By Jim Steele. Published in Pacifica. Tribune August 20, 2019
There are too many fear mongering politicians pushing an “existential climate crisis”. I find the climate history told by the trees far more trustworthy, and the trees are whispering there is no crisis.
This summer I taught a class on the Natural History of the Sierra Nevada for San Francisco State University’s Sierra Nevada Field Campus. The first day we taught students how to identify the trees. Once students know their trees, they can easily see how tree species vary with elevation, temperature, moisture, and snow pack. They can see which species colonize open sunny areas and which trees need shade before they can invade. Old time naturalists used trees to identify “life-zones” where different species of mammals, birds, insects and other plants can be found. Furthermore, when you listen to the trees, you can see change.

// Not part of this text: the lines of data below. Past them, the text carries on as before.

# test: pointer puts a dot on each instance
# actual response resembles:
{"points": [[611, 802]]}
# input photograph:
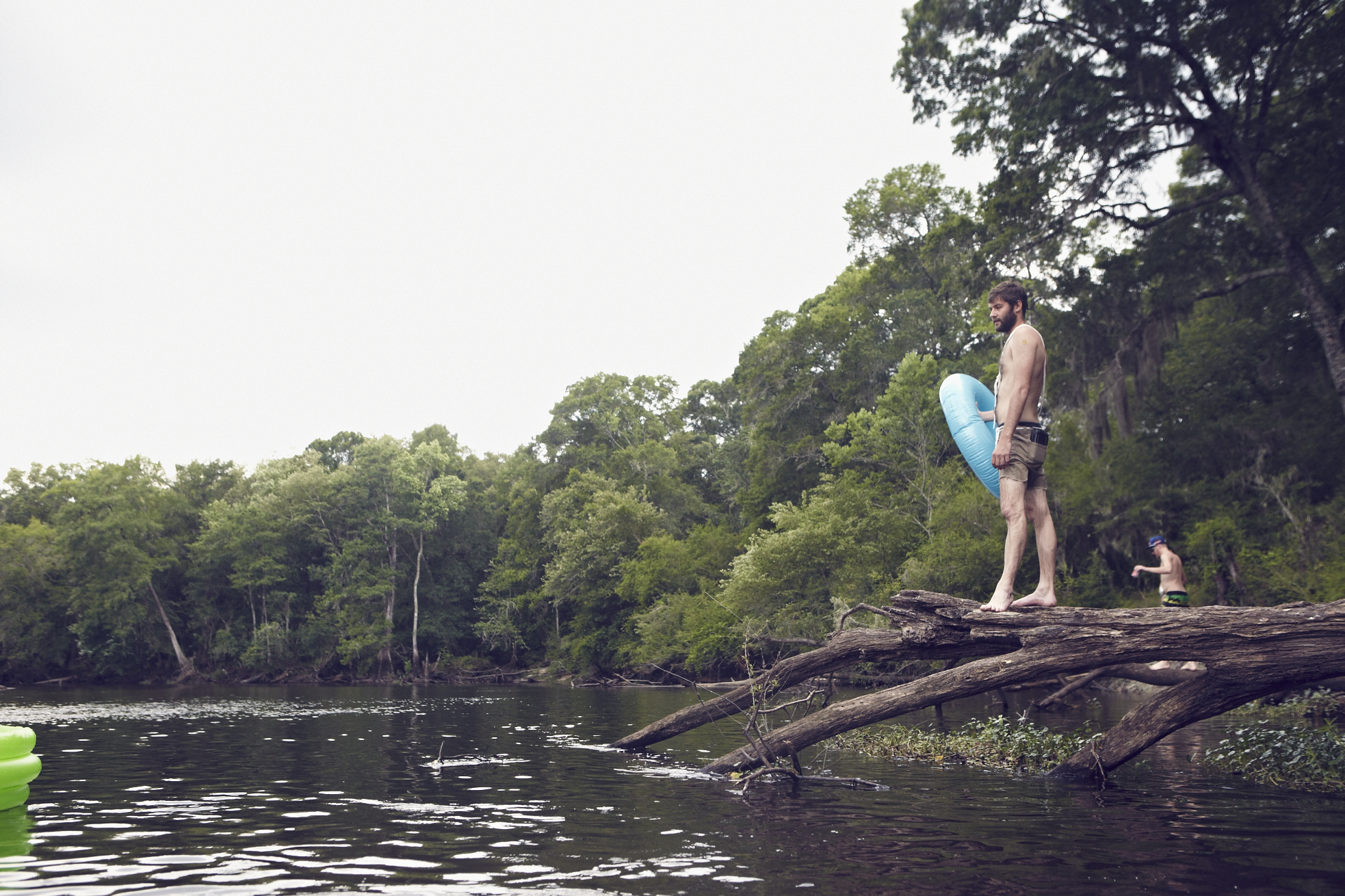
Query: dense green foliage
{"points": [[1288, 756], [1192, 389], [995, 743]]}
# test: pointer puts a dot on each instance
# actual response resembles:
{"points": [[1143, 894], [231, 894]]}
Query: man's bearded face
{"points": [[1002, 314]]}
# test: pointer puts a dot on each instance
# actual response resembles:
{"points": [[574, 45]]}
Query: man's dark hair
{"points": [[1013, 292]]}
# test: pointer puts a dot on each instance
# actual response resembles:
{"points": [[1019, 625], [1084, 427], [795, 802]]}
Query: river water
{"points": [[265, 790]]}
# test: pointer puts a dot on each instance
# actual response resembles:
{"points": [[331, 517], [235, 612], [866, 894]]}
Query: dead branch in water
{"points": [[1247, 651]]}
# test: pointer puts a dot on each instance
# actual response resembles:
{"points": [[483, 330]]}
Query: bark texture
{"points": [[1247, 651]]}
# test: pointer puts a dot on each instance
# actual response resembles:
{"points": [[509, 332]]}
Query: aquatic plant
{"points": [[1286, 756], [1314, 704], [997, 741]]}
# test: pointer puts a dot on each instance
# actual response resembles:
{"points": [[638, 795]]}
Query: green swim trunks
{"points": [[1176, 599]]}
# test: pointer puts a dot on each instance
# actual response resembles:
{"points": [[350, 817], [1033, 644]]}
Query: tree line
{"points": [[1194, 389]]}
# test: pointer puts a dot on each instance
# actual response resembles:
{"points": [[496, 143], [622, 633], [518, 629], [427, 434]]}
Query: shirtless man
{"points": [[1021, 448], [1172, 577]]}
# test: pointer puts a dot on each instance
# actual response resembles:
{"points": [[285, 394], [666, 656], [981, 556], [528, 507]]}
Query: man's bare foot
{"points": [[1000, 602], [1036, 599]]}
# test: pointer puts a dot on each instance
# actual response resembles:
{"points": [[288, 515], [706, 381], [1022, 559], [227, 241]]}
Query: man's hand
{"points": [[1000, 458]]}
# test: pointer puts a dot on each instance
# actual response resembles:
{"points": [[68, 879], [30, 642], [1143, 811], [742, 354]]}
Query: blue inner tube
{"points": [[962, 397]]}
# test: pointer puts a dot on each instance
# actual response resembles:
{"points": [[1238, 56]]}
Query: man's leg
{"points": [[1039, 514], [1012, 506]]}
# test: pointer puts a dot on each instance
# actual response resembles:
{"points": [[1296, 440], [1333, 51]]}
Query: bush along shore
{"points": [[993, 743], [1283, 748], [1282, 755]]}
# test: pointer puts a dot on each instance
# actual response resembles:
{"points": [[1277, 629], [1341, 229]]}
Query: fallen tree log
{"points": [[1247, 653], [1129, 672]]}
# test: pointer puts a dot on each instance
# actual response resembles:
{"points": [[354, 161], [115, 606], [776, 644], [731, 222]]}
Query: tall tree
{"points": [[115, 529], [1078, 98], [430, 494]]}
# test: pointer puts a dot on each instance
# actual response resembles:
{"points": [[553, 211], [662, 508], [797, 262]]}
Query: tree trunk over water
{"points": [[1247, 651]]}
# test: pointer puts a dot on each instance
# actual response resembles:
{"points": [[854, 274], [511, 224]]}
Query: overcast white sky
{"points": [[228, 229]]}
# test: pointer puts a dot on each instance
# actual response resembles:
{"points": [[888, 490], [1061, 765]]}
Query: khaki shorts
{"points": [[1026, 459]]}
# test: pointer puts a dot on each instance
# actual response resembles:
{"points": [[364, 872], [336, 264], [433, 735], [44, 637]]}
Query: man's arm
{"points": [[1013, 386], [1165, 567]]}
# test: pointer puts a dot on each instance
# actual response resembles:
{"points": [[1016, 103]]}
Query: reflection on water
{"points": [[510, 790]]}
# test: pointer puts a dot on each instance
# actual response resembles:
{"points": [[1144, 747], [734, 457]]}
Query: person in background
{"points": [[1172, 577]]}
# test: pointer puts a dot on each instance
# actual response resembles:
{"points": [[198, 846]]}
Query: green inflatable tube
{"points": [[18, 765], [16, 741], [19, 772], [11, 797]]}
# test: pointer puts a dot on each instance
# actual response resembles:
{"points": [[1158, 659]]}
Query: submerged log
{"points": [[1247, 651]]}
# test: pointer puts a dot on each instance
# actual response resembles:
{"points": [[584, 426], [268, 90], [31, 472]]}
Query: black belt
{"points": [[1037, 435]]}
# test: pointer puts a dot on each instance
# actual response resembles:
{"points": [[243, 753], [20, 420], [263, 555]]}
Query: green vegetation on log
{"points": [[1194, 389], [997, 741], [1288, 756]]}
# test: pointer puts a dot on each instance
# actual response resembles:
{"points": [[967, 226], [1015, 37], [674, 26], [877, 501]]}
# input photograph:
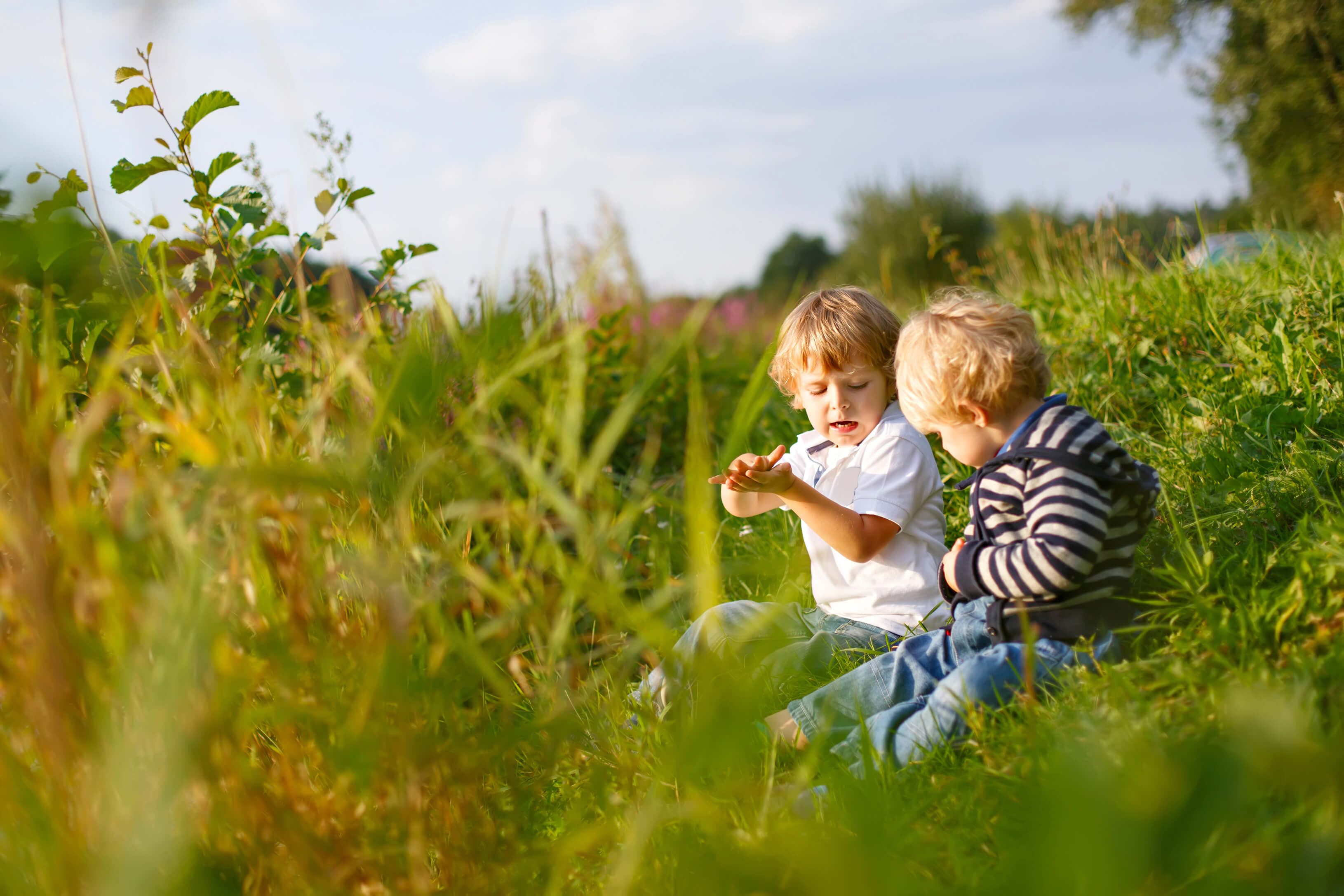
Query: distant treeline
{"points": [[906, 239]]}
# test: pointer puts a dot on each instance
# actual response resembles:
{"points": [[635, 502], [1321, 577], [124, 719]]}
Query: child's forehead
{"points": [[818, 368]]}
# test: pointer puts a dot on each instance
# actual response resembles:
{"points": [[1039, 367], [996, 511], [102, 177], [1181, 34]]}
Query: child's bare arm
{"points": [[857, 537], [741, 502]]}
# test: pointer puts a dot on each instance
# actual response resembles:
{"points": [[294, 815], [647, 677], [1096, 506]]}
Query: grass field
{"points": [[307, 601]]}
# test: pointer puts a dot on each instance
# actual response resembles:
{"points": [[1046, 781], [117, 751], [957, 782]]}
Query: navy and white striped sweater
{"points": [[1054, 527]]}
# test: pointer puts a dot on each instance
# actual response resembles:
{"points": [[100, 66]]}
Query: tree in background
{"points": [[901, 242], [1276, 85], [794, 266]]}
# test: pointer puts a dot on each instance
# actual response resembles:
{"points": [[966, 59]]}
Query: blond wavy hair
{"points": [[968, 346], [831, 327]]}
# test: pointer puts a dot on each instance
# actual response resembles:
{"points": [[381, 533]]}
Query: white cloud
{"points": [[514, 52], [527, 50], [780, 21]]}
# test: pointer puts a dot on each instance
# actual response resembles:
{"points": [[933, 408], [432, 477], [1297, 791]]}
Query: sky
{"points": [[714, 128]]}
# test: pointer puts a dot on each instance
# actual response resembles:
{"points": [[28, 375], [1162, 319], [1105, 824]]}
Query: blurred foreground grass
{"points": [[326, 600]]}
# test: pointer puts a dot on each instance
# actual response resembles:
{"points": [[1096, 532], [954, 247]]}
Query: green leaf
{"points": [[273, 229], [127, 176], [206, 104], [140, 96], [249, 205], [222, 163]]}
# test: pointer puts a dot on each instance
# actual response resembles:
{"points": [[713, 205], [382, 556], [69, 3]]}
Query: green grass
{"points": [[298, 602], [376, 636]]}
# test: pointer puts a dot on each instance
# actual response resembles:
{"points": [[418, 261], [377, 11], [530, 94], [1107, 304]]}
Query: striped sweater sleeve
{"points": [[1065, 516]]}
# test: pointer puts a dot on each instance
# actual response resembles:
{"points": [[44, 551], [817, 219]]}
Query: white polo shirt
{"points": [[892, 475]]}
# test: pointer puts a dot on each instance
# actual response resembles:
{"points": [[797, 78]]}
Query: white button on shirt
{"points": [[892, 475]]}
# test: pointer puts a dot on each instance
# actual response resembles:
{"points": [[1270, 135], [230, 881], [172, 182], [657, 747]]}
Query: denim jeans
{"points": [[917, 698], [777, 643]]}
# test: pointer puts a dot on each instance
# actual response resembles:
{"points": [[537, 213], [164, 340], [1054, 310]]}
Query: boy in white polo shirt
{"points": [[866, 487]]}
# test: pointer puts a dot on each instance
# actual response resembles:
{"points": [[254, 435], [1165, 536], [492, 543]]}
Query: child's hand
{"points": [[949, 563], [757, 473]]}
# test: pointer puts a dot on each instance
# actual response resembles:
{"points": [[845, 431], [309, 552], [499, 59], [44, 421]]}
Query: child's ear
{"points": [[979, 415]]}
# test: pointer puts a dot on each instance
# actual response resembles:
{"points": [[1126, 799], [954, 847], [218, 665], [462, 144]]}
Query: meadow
{"points": [[316, 589]]}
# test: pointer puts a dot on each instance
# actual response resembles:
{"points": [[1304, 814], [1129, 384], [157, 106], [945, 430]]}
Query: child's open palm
{"points": [[757, 473]]}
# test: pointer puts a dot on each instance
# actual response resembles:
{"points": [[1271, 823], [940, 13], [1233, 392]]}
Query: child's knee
{"points": [[989, 679]]}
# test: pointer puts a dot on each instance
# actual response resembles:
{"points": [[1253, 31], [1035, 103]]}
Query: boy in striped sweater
{"points": [[1057, 511]]}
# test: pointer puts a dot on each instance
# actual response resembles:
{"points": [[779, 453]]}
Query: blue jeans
{"points": [[917, 698], [777, 643]]}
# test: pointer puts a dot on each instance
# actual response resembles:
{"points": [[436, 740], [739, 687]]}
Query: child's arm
{"points": [[744, 503], [857, 537], [1066, 527]]}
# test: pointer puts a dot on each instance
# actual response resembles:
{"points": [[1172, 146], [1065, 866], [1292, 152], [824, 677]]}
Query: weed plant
{"points": [[338, 601]]}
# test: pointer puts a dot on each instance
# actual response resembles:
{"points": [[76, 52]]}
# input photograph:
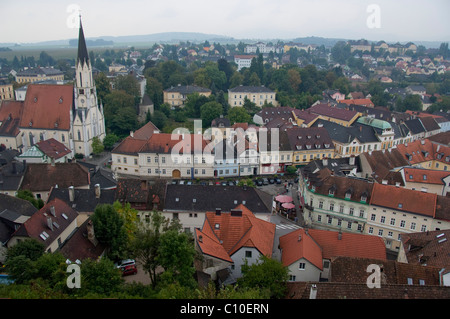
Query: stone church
{"points": [[68, 113]]}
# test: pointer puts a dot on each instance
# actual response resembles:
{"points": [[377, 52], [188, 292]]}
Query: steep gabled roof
{"points": [[240, 228], [38, 223], [47, 107], [83, 55], [403, 199]]}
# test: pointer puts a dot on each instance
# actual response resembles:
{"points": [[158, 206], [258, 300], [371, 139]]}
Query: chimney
{"points": [[97, 190], [313, 292], [49, 222], [236, 212], [71, 193], [91, 234]]}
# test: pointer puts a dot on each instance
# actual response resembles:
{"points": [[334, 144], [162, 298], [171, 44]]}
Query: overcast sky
{"points": [[28, 21]]}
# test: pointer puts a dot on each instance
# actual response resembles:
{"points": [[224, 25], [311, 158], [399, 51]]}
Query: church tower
{"points": [[88, 118]]}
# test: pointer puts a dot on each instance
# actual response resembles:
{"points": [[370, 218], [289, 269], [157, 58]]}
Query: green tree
{"points": [[268, 274], [29, 248], [97, 146], [109, 229], [100, 277], [109, 141], [176, 255], [28, 195], [239, 115]]}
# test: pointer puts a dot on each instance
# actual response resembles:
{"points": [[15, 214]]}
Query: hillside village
{"points": [[326, 160]]}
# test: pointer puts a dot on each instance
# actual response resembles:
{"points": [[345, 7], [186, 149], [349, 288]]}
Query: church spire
{"points": [[83, 55]]}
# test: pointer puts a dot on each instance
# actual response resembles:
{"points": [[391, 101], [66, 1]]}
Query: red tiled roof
{"points": [[428, 176], [53, 149], [403, 199], [37, 223], [350, 244], [333, 112], [178, 143], [10, 113], [130, 146], [42, 177], [297, 245], [424, 151], [145, 132], [235, 232], [47, 107], [364, 102]]}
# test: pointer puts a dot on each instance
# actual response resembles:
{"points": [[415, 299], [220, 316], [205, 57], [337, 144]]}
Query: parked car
{"points": [[124, 263], [129, 270]]}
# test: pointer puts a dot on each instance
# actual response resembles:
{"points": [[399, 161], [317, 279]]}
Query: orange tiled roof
{"points": [[423, 151], [350, 244], [235, 232], [403, 199], [365, 102], [47, 107], [297, 245], [428, 176]]}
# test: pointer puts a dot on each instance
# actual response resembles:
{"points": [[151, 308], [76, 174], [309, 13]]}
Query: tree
{"points": [[129, 216], [29, 248], [268, 274], [176, 255], [146, 242], [97, 146], [239, 115], [109, 141], [209, 111], [28, 195], [100, 277], [109, 229]]}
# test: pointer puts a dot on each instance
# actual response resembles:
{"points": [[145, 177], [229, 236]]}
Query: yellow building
{"points": [[176, 96], [309, 144], [336, 115], [6, 91], [39, 74], [255, 94]]}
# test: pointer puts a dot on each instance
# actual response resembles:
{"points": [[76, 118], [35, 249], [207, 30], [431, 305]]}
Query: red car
{"points": [[129, 270]]}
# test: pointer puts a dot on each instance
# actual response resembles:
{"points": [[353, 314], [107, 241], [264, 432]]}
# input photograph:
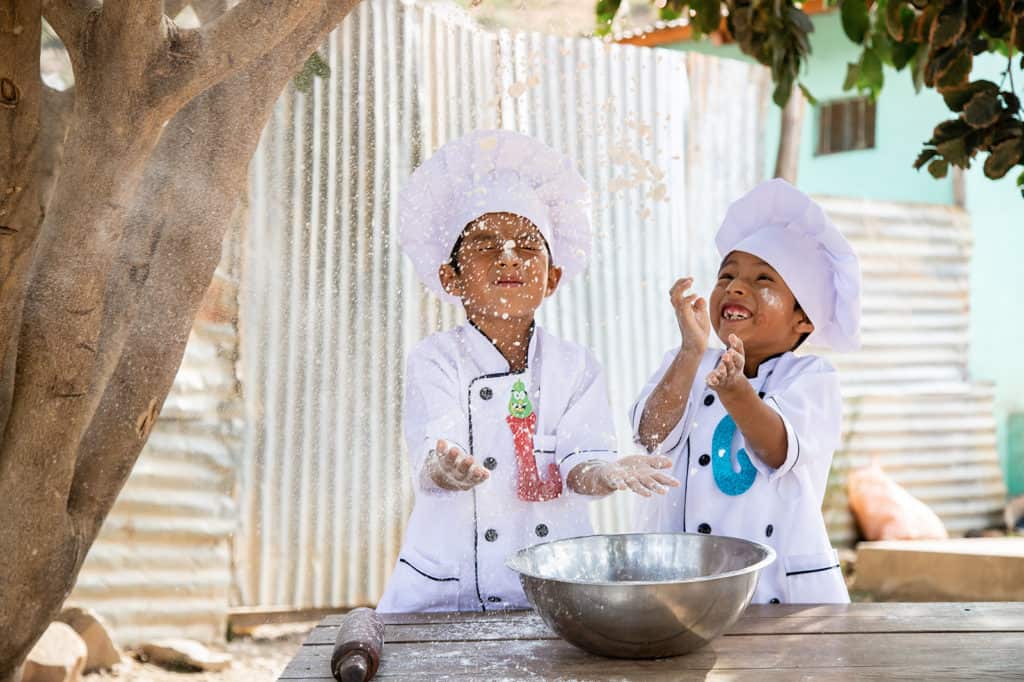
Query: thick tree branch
{"points": [[56, 108], [20, 101], [171, 249], [199, 58], [214, 136], [70, 19], [137, 19], [207, 10], [173, 7]]}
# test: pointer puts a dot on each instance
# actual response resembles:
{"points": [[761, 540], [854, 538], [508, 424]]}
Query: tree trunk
{"points": [[20, 96], [99, 290]]}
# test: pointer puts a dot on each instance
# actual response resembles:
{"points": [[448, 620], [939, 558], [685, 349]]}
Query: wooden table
{"points": [[922, 641]]}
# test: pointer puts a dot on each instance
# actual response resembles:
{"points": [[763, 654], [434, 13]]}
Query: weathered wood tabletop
{"points": [[921, 641]]}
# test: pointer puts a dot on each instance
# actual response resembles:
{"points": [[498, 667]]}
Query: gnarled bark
{"points": [[120, 259]]}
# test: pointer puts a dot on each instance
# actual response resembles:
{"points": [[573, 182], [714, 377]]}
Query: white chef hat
{"points": [[493, 171], [785, 228]]}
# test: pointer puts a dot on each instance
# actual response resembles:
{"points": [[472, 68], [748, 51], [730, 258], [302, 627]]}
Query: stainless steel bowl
{"points": [[642, 595]]}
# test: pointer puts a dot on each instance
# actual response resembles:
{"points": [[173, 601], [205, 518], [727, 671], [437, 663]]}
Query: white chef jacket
{"points": [[458, 386], [781, 507]]}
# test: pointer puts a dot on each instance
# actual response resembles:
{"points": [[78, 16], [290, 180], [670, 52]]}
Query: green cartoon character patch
{"points": [[519, 406]]}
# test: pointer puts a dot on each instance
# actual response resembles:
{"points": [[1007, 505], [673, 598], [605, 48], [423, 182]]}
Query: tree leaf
{"points": [[709, 14], [923, 158], [852, 76], [938, 168], [870, 72], [807, 95], [949, 25], [919, 64], [902, 53], [899, 17], [1003, 158], [606, 10], [954, 151], [957, 97], [982, 111], [948, 130], [855, 19]]}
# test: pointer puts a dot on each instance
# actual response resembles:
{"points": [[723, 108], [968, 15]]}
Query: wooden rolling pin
{"points": [[357, 648]]}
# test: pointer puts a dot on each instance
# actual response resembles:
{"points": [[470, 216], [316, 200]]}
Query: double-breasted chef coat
{"points": [[458, 387], [728, 493]]}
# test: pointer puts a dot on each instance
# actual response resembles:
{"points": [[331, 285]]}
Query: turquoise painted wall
{"points": [[904, 122], [996, 330]]}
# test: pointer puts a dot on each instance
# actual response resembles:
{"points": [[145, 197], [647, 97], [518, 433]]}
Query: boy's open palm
{"points": [[641, 473], [454, 469], [729, 373], [691, 314]]}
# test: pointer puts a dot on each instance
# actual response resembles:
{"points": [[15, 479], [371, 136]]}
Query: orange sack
{"points": [[886, 511]]}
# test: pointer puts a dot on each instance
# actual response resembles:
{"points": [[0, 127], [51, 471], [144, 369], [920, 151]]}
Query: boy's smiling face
{"points": [[754, 302], [501, 267]]}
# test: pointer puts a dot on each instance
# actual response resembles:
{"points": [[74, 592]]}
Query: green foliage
{"points": [[313, 68], [935, 41]]}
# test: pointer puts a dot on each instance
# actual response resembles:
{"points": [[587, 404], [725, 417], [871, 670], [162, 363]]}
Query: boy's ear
{"points": [[450, 281], [554, 276]]}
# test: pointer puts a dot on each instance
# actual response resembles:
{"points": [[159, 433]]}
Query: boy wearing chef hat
{"points": [[752, 429], [508, 427]]}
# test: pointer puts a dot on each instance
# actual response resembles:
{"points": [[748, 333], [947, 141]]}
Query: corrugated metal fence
{"points": [[908, 400], [330, 305]]}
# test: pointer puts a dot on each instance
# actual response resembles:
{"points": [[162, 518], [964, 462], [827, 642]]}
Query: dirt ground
{"points": [[257, 658]]}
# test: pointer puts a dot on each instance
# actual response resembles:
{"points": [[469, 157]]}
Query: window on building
{"points": [[845, 125]]}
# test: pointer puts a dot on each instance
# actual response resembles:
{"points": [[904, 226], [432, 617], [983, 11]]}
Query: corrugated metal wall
{"points": [[330, 305], [908, 399], [161, 566]]}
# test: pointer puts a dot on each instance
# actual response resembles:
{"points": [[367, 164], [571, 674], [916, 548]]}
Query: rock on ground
{"points": [[184, 653], [103, 653], [59, 655]]}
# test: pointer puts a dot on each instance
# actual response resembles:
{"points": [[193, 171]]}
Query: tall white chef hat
{"points": [[790, 231], [494, 171]]}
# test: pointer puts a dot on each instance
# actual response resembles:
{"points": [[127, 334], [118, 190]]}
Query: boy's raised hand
{"points": [[453, 469], [729, 372], [691, 314]]}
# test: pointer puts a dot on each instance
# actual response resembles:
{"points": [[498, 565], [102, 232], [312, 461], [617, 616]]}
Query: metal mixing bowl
{"points": [[643, 595]]}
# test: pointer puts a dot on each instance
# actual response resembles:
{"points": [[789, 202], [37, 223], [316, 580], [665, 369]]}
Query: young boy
{"points": [[508, 427], [752, 429]]}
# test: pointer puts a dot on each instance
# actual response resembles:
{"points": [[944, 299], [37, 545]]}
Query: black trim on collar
{"points": [[583, 452], [812, 570], [433, 578]]}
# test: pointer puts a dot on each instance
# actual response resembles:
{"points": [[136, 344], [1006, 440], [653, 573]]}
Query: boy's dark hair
{"points": [[458, 243]]}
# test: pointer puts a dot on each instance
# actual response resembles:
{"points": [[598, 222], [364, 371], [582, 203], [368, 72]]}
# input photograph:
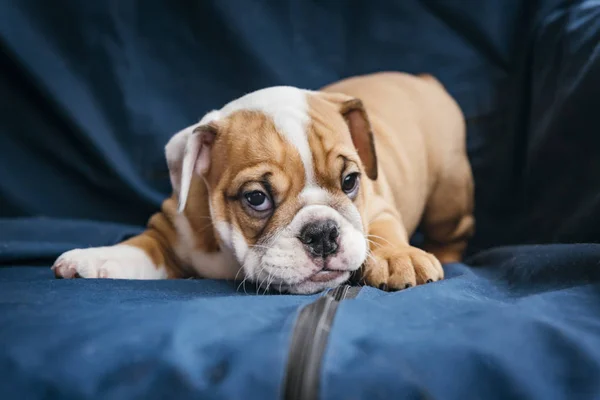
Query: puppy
{"points": [[297, 190]]}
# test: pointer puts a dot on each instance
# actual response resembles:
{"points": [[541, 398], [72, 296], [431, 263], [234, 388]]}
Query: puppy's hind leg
{"points": [[448, 222]]}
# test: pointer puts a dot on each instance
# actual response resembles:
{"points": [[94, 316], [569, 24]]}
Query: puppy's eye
{"points": [[350, 184], [258, 200]]}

The class explored forests along the North Yuba River. Free from politics, trees tell us about changes in fire frequency, logging, climate change and ecosystem resilience. Photographs taken during the late 1800s during California’s gold rush days, revealed the total devastation of local forests. Gold miners needed wood for heating and cooking, for their metal forges, and for timbers to reinforce their mines. They needed wood to build flume boxes that altered river courses to expose riverbeds. Flume boxes also carried water from high to low elevations where giant water cannons completely washed away hillsides in their search for gold.